= David Stuart Moncreiff =

David Stuart Moncreiff of Moredun FRSE (1710-1790) was an 18th-century Scottish advocate, landowner and agricultural improver. In 1783 he was a joint founder of the Royal Society of Edinburgh. His name is occasionally given as David Stewart Moncreiff. David Hume appears to occasionally have written under his name. As they clearly were acquainted this appears mischievous rather than a nom de plume.

==Life==
He was born in Perthshire on 8 September 1710 the second son of Sir Thomas Moncreiffe, 2nd Baronet (d.1738) and his wife, Margaret Smythe.
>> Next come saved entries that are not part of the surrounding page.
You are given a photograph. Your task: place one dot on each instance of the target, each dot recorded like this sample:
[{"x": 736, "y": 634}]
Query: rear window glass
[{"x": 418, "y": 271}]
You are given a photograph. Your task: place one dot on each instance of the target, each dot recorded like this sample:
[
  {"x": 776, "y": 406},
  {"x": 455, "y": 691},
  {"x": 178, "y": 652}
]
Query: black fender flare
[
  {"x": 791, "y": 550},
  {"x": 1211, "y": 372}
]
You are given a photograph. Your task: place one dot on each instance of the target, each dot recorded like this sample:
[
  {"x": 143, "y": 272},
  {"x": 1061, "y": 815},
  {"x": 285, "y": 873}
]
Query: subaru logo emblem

Trained as a lawyer he qualified as an advocate in 1736. In 1743 he became a Deputy King's Remembrancer to the Exchequer and Secretary of Scottish Affairs to the Prince of Wales. In 1766 he became Solicitor of Taxes for Scotland.

In 1769 he demolished the former mansion of Goodtrees (originally given a more Germanic spelling of Gut-Tres) and built a new mansion which he called Moredun in memory of a hill on his Perthshire estate. Moredun House was acquired in 1923 to convert into a convalescent home for ex-servicemen but was instead demolished and a new facility created known as the Murray Homes.

In 1781 he succeeded John Maule as a Baron of the Exchequer alongside other notables such as Cosmo Gordon. On his death he was succeeded in this role by Archibald Cockburn.

He died at Moredun on 17 April 1790 and was buried in the Chapel Royal at Holyrood Abbey. He did not marry and had no children.